A punto de jubilarse, aquella maestra tenía motivos suficientes para sentirse angustiada. Era la hora del recreo y, desde el patio, el griterío le llegaba amortiguado por la distancia. En su último día de clase, de repente se dio cuenta del paso del tiempo. Sintió nostalgia viendo a los niños correr tras el ventanal y percibió, una vez más, la renovación de la vida en pasillos y aulas. Se estremeció ligeramente. Ella era la única que había envejecido sobre una tarima de madera. Cada nuevo curso un poco más y ahora, al cumplir los sesenta, recordaba su primera clase, los nervios y las dudas. Los nombres, incluso, de los pequeños. Eran otros tiempos aquellos, de proyectos y sueños por estrenar.

Mi padre me contaba que, en cierta ocasión, un niño encontró a un hombre dando martillazos a un enorme bloque de mármol. Pasaban las horas y él seguía en su empeño, ajeno a la fatiga «¿Qué estará buscando -pensó- con tanto ahínco que hasta se olvida del alimento y del merecido descanso?». Turbado, abandonó el lugar. Meses más tarde volvió en busca de respuesta mas no halló rastro de la piedra. Había desaparecido por completo y en su lugar se alzaba un deslumbrante caballo blanco. «¿Cómo podía saber -se preguntaba el niño asombrado- que dentro dormía un caballo?».

Sucedía que aquel hombre era un artista. Veía cosas que otros no ven.

Así, el maestro.
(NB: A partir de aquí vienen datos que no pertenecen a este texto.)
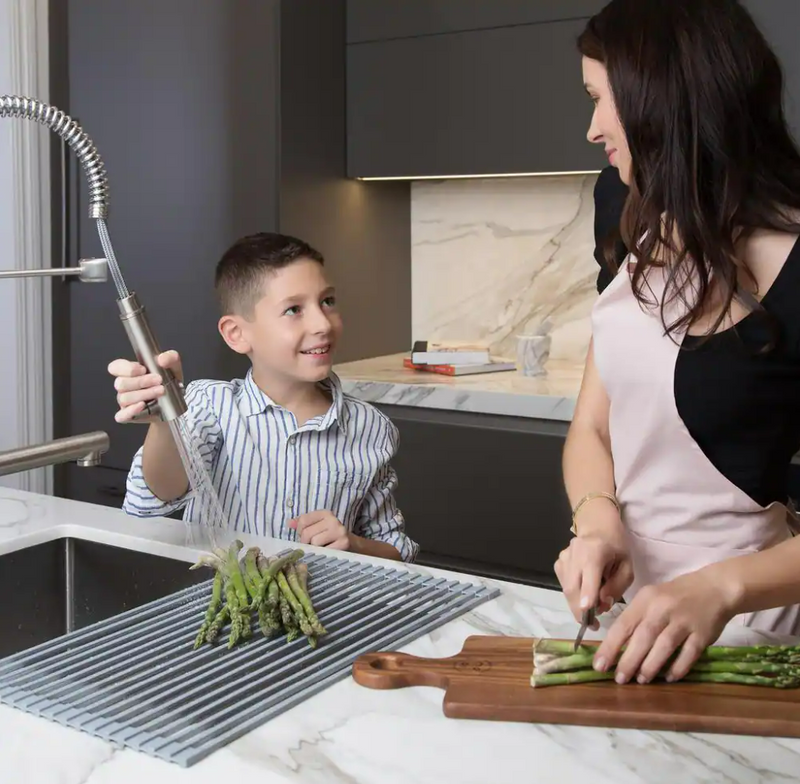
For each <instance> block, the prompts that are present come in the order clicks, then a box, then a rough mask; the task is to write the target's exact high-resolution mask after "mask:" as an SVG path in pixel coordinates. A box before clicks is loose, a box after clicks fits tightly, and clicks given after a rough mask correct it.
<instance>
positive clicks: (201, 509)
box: [169, 411, 228, 551]
mask: <svg viewBox="0 0 800 784" xmlns="http://www.w3.org/2000/svg"><path fill="white" fill-rule="evenodd" d="M169 427H170V431H171V432H172V437H173V439H174V440H175V444H176V446H177V448H178V452H179V453H180V456H181V461H182V462H183V467H184V470H185V471H186V476H187V478H188V479H189V486H190V487H191V492H192V495H193V497H194V509H193V514H192V517H193V518H194V520H196V521H198V522H201V523H202V525H193V524H192V522H191V521H189V520H187V521H186V523H187V525H186V531H187V535H188V538H189V541H188V544H189V546H191V547H195V548H197V549H200V550H207V551H208V550H214V549H216V548H217V547H224V546H226V544H227V543H223V542H221V541H220V539H221V537H222V536H223V535H224V532H225V531H227V528H228V519H227V517H226V515H225V512H224V511H223V509H222V504H221V503H220V500H219V496H218V495H217V491H216V490H215V489H214V484H213V483H212V481H211V477H210V476H209V474H208V471H206V466H205V463H204V462H203V456H202V455H201V453H200V448H199V445H198V443H197V440H196V439H195V437H194V433H193V432H192V426H191V418H190V414H189V412H188V411H187V412H186V413H185V414H183V416H180V417H178V418H177V419H173V420H172V421H171V422H170V423H169ZM204 534H205V536H204Z"/></svg>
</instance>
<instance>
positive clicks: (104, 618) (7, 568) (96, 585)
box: [0, 539, 209, 657]
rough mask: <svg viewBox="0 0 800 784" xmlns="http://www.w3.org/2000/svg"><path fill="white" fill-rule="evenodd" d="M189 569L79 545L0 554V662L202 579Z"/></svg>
mask: <svg viewBox="0 0 800 784" xmlns="http://www.w3.org/2000/svg"><path fill="white" fill-rule="evenodd" d="M189 566H190V564H188V563H186V562H185V561H176V560H173V559H172V558H164V557H163V556H160V555H151V554H149V553H141V552H137V551H136V550H127V549H124V548H121V547H114V546H112V545H107V544H98V543H97V542H88V541H86V540H83V539H55V540H53V541H51V542H46V543H44V544H39V545H34V546H33V547H27V548H25V549H22V550H17V551H16V552H13V553H8V554H6V555H0V596H2V597H3V603H2V609H1V610H0V620H1V621H2V633H0V657H3V656H8V655H10V654H12V653H17V652H18V651H23V650H26V649H27V648H31V647H32V646H34V645H38V644H39V643H42V642H46V641H47V640H51V639H53V638H54V637H58V636H60V635H62V634H66V633H67V632H68V631H73V630H74V629H81V628H83V627H84V626H88V625H89V624H92V623H95V622H96V621H102V620H104V619H105V618H109V617H111V616H113V615H117V614H118V613H121V612H124V611H125V610H130V609H132V608H134V607H139V606H140V605H142V604H146V603H147V602H151V601H154V600H155V599H160V598H162V597H164V596H167V595H168V594H171V593H174V592H175V591H178V590H180V589H182V588H187V587H188V586H190V585H194V584H196V583H199V582H203V581H204V580H207V579H208V578H209V574H208V571H207V570H206V569H198V570H196V571H189Z"/></svg>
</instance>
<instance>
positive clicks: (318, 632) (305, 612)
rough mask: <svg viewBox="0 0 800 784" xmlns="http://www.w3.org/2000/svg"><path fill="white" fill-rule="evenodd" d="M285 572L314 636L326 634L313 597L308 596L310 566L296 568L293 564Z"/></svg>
mask: <svg viewBox="0 0 800 784" xmlns="http://www.w3.org/2000/svg"><path fill="white" fill-rule="evenodd" d="M285 571H286V575H287V578H288V582H289V587H290V588H291V589H292V591H293V592H294V595H295V596H296V597H297V599H298V601H299V602H300V604H301V605H302V607H303V610H304V611H305V614H306V617H307V618H308V622H309V624H310V625H311V628H312V629H313V631H314V634H317V635H322V634H326V631H325V627H324V626H323V625H322V624H321V623H320V620H319V618H318V617H317V613H316V612H315V611H314V605H313V604H312V602H311V597H310V596H309V594H308V565H307V564H304V563H301V564H297V566H295V565H294V564H292V565H291V566H287V567H286V569H285Z"/></svg>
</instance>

Quien educa con pasión, huyendo de la rutina, tiene algo de escultor. Extrae a martillazos, a veces dolorosos, lo que esos seres únicos e irrepetibles guardan en su interior.

El pulido con el cincel, la minuciosidad, la exactitud, llegarán más tarde. No en vano, la educación es un arte y requiere oficio. Formar a un hombre no es irle añadiendo cosas según los deseos de unos o de otros. En realidad, el escultor del cuento no añadió trozos de piedra al caballo. Se limitó a quitar lo que sobraba desbastando el bloque de mármol con certeros golpes de maza.

El recreo había terminado y nuestra maestra se disponía a dar su última clase. Después de treinta y cinco años de trabajo silencioso y no siempre valorado, estaba cansada. Era el final. Había llegado el momento de volver a casa.

Allí, bajo las rojas tejas, le esperaba el reconocimiento de los suyos. Esa era su recompensa, su fantástica corona de laurel.